Banks and Financial institution has an important place in the corporate structure. There are many people who run their business on credit. Credit which in literal sense means “to borrow” opens up the pool of borrowers who obtain money from the financial institutions. Financial Institutions in turn is ready to invest in the business. The problem arises when the debtors are unable to pay their debt and it converts into non performing assets which becomes trouble for the banks. In order to eradicate the problem, banks take due care before investing into any business. Here comes the dilemma which banks encounter that is whom to give and whom not to give. To decrease the gap between banks and borrowers, Credit Information Company has been evolved. The primary function of Credit Information Company is to keep records of all businesses and prepares a score card and credit information reports for the customers and the banks shortlist the worthy customers for giving credit. It reduces the risk thereby facilitating a smooth transaction between the two. The statutory recognition has been given to the credit information company by enacting the Credit Information Companies (Regulations) Act, 2005 (here in after referred to as “The Act”) which was passed in May, 2005 and was notified in the Gazette of India on June 23, 2005. The objective of the Act is to regulate Credit Information Company thereby facilitating the efficient distribution of credit in the country. There are total of eight chapters and thirty seven sections in the Act. Section 34 of the Act provides certain statutes mentioned in the schedule of this Act which should be amended in the likewise manner. There are also rules and regulations pertaining to the Act which has been implemented on December 14, 2006.
The Act includes three different persons i.e. the credit information company, the credit institution and the specified user. The credit information companies are those which are registered under section 5(2) of the Companies Act, 1956 or section 2(20) of the Companies Act, 2013. Credit information includes loans or advances amount, outstanding credit card amount, securities taken for credit facilities and the credit worthiness of the borrower. Specified users are the credit institution and the credit information company which is registered under any other credit information company.
Credit institution, as provided in Section 2(f), includes the banking company which further categorizes into various parts; some of them are State Bank of India, non banking financial company, public financial institution, the financial corporation and many more. Section 15 states that within three months of the Act coming into force, every credit institution has to be registered under any credit Information Company. As per the Act, the credit institution which exists after the enactment of the Act also needs to get itself registered within three months with any credit information company.
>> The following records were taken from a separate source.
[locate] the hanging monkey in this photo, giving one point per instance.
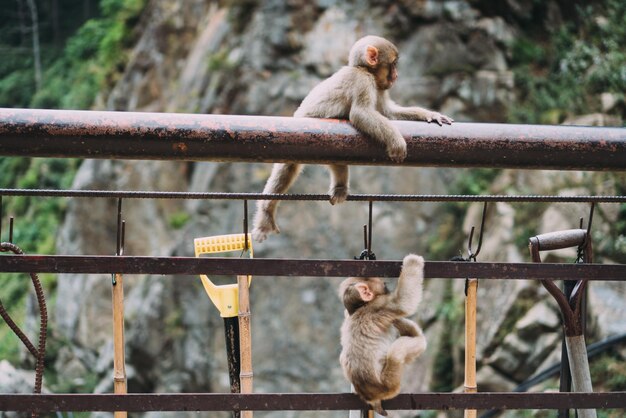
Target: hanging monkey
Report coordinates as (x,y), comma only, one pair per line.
(377,339)
(357,92)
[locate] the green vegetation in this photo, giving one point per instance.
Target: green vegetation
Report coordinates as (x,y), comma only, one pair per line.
(566,74)
(82,54)
(73,74)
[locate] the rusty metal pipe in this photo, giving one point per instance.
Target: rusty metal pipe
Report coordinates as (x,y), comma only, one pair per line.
(135,402)
(190,137)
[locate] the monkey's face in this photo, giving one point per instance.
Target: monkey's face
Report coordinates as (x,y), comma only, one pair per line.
(377,286)
(359,291)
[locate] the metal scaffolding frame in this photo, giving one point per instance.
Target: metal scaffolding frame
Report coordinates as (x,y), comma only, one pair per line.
(125,135)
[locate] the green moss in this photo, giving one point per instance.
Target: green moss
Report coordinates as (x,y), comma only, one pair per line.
(179,219)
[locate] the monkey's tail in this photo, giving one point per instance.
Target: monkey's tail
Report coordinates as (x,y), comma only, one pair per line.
(378,408)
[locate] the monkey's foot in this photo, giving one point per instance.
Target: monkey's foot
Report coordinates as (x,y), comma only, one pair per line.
(439,119)
(377,406)
(263,228)
(338,194)
(397,150)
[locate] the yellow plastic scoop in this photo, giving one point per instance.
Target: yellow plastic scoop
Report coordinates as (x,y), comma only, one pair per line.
(224,297)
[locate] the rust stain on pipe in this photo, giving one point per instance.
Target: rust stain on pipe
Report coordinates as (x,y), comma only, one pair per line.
(132,135)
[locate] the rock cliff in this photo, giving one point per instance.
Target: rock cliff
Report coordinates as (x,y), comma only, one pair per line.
(261,58)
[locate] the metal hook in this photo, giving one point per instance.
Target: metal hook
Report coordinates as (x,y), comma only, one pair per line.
(121,232)
(11,230)
(245,226)
(120,236)
(471,255)
(367,253)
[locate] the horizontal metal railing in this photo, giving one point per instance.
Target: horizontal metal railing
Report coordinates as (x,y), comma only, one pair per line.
(136,402)
(137,194)
(295,267)
(122,135)
(168,136)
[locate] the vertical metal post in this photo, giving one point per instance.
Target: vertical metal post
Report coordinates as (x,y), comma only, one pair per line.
(119,361)
(245,340)
(470,342)
(231,328)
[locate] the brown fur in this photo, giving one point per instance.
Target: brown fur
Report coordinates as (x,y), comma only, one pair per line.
(372,355)
(358,92)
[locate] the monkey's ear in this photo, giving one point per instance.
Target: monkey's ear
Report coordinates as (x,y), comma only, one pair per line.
(364,291)
(371,55)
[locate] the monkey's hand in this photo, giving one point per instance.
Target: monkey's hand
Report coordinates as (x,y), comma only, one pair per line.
(263,227)
(413,264)
(397,150)
(338,194)
(439,119)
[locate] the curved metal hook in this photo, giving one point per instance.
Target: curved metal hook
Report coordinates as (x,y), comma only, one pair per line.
(471,254)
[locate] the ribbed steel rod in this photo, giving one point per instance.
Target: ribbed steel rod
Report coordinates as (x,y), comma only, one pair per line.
(143,402)
(296,267)
(168,136)
(139,194)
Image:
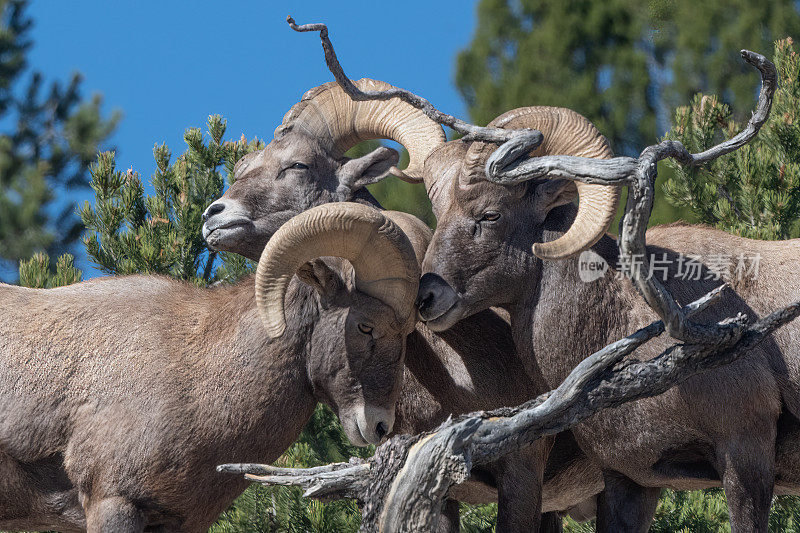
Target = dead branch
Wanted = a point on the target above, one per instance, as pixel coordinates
(404, 485)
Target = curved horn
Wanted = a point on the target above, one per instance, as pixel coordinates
(565, 133)
(382, 257)
(330, 115)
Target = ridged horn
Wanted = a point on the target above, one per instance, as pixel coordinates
(381, 254)
(328, 114)
(565, 133)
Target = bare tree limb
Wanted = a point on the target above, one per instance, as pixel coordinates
(404, 485)
(423, 468)
(470, 131)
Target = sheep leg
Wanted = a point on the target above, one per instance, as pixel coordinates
(624, 505)
(450, 519)
(551, 523)
(748, 474)
(114, 514)
(519, 488)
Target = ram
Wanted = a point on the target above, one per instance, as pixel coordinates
(119, 396)
(471, 367)
(500, 245)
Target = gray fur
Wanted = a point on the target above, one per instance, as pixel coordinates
(472, 367)
(718, 428)
(119, 396)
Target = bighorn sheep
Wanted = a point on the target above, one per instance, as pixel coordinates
(119, 396)
(470, 367)
(717, 428)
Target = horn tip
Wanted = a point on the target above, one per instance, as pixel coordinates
(275, 330)
(397, 173)
(549, 253)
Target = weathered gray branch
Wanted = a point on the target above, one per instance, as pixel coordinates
(470, 131)
(404, 485)
(422, 469)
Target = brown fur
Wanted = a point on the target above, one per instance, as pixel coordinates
(472, 367)
(702, 433)
(119, 396)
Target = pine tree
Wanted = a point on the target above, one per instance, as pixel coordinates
(754, 192)
(130, 232)
(53, 136)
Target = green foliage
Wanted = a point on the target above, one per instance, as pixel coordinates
(755, 191)
(396, 194)
(478, 518)
(36, 273)
(273, 509)
(622, 63)
(131, 232)
(53, 135)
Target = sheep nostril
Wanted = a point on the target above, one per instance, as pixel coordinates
(212, 210)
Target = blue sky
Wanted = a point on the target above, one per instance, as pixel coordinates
(168, 65)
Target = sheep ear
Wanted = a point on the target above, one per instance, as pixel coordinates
(357, 173)
(553, 193)
(321, 277)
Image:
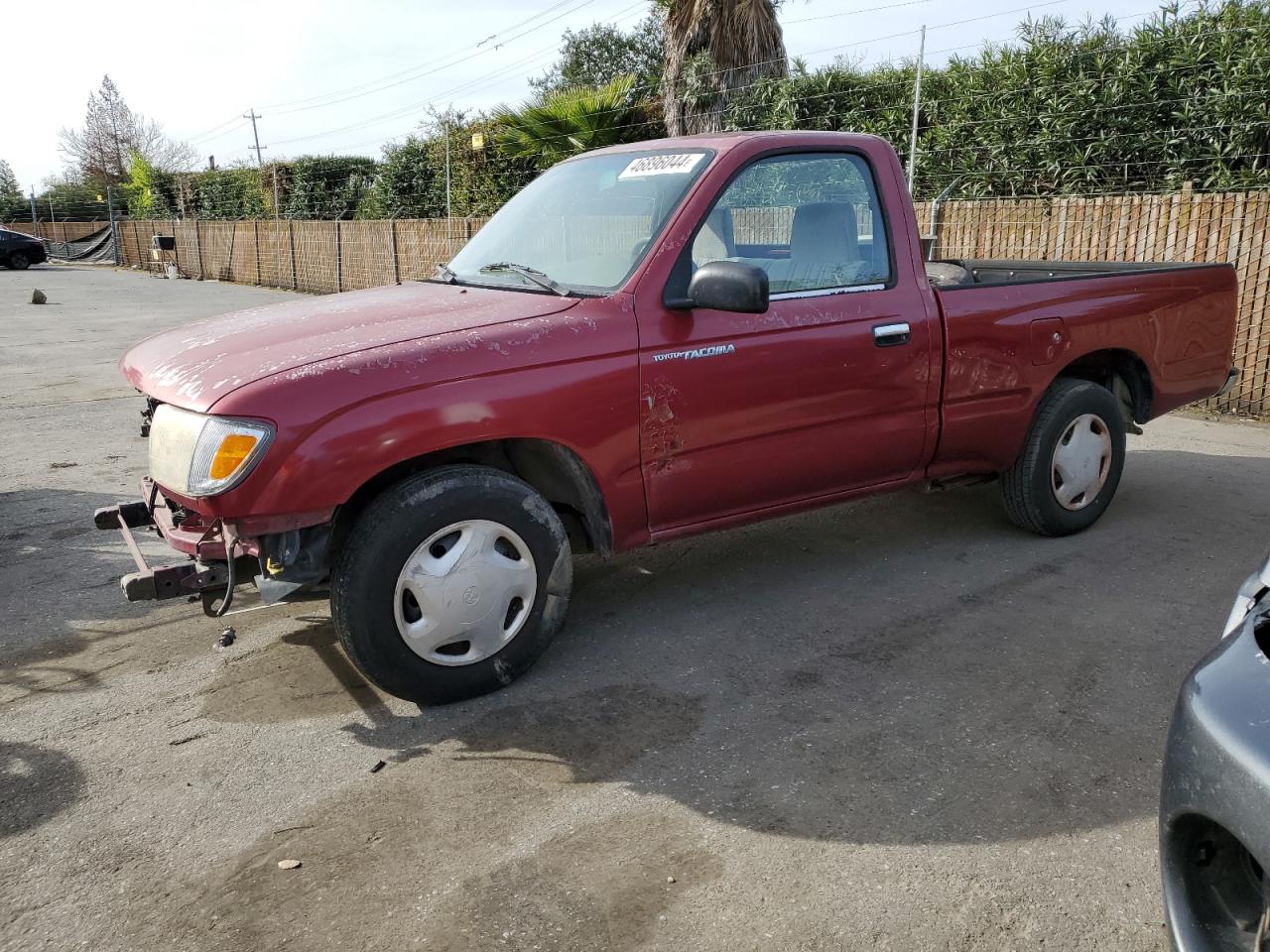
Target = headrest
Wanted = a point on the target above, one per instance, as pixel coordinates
(825, 231)
(714, 241)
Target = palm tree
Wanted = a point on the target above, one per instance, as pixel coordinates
(568, 122)
(711, 49)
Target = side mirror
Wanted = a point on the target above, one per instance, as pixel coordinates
(729, 286)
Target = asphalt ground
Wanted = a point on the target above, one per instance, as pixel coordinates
(893, 724)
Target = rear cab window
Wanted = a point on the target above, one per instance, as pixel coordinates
(812, 221)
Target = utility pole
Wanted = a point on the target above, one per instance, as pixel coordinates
(449, 217)
(109, 211)
(917, 103)
(255, 135)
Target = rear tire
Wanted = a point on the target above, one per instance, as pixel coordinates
(441, 556)
(1071, 463)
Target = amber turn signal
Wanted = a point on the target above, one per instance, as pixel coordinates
(230, 454)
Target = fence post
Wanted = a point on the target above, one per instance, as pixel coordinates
(109, 209)
(229, 262)
(291, 240)
(198, 249)
(397, 267)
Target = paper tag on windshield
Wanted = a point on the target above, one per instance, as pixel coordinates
(647, 166)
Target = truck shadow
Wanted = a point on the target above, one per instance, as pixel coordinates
(36, 784)
(901, 670)
(60, 575)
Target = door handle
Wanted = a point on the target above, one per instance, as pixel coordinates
(892, 334)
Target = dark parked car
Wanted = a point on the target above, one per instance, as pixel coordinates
(19, 252)
(1214, 812)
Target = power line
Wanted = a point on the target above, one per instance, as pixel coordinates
(255, 135)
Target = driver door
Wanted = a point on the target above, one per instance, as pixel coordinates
(825, 393)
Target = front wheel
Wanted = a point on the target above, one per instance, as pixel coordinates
(451, 584)
(1071, 465)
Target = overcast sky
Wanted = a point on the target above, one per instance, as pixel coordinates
(347, 77)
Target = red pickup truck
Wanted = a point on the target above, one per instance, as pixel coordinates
(648, 341)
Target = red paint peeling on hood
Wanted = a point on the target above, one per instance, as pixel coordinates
(198, 363)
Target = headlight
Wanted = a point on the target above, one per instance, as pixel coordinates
(195, 454)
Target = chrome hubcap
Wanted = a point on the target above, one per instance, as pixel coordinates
(1082, 461)
(465, 593)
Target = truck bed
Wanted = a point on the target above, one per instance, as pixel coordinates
(1006, 271)
(1016, 325)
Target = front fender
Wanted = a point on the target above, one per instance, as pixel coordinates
(571, 380)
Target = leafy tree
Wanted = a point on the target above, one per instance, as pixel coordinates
(148, 190)
(324, 186)
(100, 150)
(412, 177)
(13, 203)
(601, 54)
(235, 191)
(714, 48)
(568, 122)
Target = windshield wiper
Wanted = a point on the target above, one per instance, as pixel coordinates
(530, 275)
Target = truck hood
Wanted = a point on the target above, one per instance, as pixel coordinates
(198, 363)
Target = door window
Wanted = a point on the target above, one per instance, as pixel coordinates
(811, 221)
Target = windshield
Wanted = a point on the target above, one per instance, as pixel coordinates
(584, 223)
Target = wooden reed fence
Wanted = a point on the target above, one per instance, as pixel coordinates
(318, 257)
(325, 257)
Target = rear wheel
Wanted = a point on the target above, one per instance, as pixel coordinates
(451, 584)
(1071, 465)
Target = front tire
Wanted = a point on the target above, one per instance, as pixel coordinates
(1071, 463)
(451, 584)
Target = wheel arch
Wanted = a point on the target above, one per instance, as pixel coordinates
(553, 468)
(1121, 372)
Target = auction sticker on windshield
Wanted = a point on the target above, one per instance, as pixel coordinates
(662, 166)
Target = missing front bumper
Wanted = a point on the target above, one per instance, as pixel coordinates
(190, 578)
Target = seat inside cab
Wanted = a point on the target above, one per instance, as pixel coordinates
(824, 249)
However, those institutions which refrains itself from becoming the member of any credit institution company, in that case, the Reserve Bank of India intervenes. The Act empowers Reserve Bank to take action either suo motu or when complaint is being filed by credit Information Company thereby directing the credit institution to get itself registered. If not adhered to, Reserve Bank intimates other authorities to take strict action against the same. The credit information company also has the option to become member of any other credit information company by complying with the above process.
The credit institution after becoming the member to any credit information company possesses the right to obtain any credit information from the company. Section 17 of the Act as well provides that the credit institution has to furnish information to the company whenever necessary by giving notice in writing to the credit institution. The person who is not mentioned in the Act can be authorized by any court or tribunal or any other Act which is in force to access the information and if done in an unauthorized way, they will be punished with fine of up to one lakh rupees.